You are constantly engaged in the composition and real-time performance of your No Opera. You yell no all day long, with or without cause, and in response to any provocation. Earlier tonight, when you were especially enraged that I would not allow you to play with the humidifiers, I asked you a series of 54 questions and your answer to all but one of them was "no." Where are your ears? No! Do you want some ice cream? No! Where is Mia? No! Are you sleepy? No! What's your name? Owen! However, your dedication to no has eaten into your tantrum time, and those have gotten a bit better over the last month. At least it is variety.
I have finally figured out how to get you to eat, most of the time, and how to get you to sleep fairly well at night, most of the time, but we haven't figure out how to get you to fall asleep at night in under an hour or before 8:45. Earlier bedtime, later bedtime, forced post-dinner three mile runs through the neighborhood, toys, books, no toys, no books, soothing music, no soothing music, nothing seems to have an impact. But most nights I am only up with you once and some nights and am not up with you at all, so it seems a fair trade.

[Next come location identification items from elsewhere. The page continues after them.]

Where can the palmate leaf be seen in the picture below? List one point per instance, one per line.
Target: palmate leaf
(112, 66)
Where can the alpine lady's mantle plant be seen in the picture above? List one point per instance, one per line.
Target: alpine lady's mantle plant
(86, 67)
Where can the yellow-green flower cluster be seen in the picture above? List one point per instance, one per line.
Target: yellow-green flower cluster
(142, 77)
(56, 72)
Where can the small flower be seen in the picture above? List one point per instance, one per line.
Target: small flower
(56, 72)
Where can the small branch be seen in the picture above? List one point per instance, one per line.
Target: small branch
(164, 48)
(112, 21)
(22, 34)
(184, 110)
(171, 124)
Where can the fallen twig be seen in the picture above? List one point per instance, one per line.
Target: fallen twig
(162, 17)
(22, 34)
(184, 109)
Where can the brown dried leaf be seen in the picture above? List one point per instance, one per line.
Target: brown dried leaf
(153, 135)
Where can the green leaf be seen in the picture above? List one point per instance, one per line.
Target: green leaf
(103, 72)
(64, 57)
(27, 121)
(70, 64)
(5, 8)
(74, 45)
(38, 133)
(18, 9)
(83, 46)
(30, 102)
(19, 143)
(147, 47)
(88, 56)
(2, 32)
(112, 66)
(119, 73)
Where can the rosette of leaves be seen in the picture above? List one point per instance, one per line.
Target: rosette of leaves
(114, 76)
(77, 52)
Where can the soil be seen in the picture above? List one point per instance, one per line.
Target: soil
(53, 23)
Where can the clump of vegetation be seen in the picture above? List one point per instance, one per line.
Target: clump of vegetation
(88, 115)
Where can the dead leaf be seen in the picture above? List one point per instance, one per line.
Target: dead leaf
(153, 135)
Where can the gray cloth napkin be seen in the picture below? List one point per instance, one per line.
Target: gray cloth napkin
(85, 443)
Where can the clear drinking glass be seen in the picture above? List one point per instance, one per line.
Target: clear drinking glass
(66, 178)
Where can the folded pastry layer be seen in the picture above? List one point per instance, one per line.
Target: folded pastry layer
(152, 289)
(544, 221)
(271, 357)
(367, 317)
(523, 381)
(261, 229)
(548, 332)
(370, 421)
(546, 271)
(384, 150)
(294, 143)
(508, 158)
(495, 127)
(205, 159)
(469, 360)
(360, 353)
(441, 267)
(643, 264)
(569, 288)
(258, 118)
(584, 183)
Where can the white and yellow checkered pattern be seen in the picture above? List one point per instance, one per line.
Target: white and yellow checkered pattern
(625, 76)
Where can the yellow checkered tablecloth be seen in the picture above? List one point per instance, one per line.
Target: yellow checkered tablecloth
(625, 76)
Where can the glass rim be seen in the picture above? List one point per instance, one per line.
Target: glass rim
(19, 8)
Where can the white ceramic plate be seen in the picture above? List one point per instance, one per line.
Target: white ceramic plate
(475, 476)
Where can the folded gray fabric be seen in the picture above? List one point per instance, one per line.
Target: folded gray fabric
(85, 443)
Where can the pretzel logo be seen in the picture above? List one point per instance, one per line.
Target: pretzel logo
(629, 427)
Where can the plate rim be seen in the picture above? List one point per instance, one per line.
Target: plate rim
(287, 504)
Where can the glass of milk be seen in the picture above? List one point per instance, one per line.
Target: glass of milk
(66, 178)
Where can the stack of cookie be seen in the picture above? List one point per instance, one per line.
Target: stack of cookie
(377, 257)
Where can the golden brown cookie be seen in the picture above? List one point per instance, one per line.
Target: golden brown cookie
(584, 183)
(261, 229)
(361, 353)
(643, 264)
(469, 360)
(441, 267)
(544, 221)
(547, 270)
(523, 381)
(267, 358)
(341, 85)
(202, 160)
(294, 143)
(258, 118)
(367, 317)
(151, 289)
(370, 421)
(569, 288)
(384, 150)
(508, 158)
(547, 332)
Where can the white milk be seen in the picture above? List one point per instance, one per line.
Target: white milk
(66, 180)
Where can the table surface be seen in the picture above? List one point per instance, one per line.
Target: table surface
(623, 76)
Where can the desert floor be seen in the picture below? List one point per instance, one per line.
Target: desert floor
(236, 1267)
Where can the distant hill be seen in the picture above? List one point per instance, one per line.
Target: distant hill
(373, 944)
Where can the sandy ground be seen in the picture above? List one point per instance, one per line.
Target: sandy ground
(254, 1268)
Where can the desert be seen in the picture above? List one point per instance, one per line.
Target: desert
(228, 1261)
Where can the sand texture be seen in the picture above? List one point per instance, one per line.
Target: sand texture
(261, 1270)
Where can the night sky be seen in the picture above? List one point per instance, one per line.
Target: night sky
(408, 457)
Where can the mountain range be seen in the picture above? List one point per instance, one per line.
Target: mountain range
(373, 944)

Mia started back to school recently, and you are despondent. As soon as we drop her off, you ask for her. Every time I move toward the door, you get excited thinking we are going to get her. If we get into the car you start gleefully screaming her name and are crushed when I only take you to the grocery store. I hope the advent of Owen time will eventually make up for the loss of Mia. You do seem to be starting to enjoy the idea that we can take a walk and you can decide which way to go, that you can play with any toy you want, that Mama never tells you to wait just a minute while she finishes braiding hair or dressing princesses or checking feet for imaginary splinters.
And I am enjoying school. I am enjoying the chance to spend time with just you, to focus on just you, to see who you are when you get the opportunity to be the center of the world. I don't miss my baby boy anymore, because my little boy is such a joy.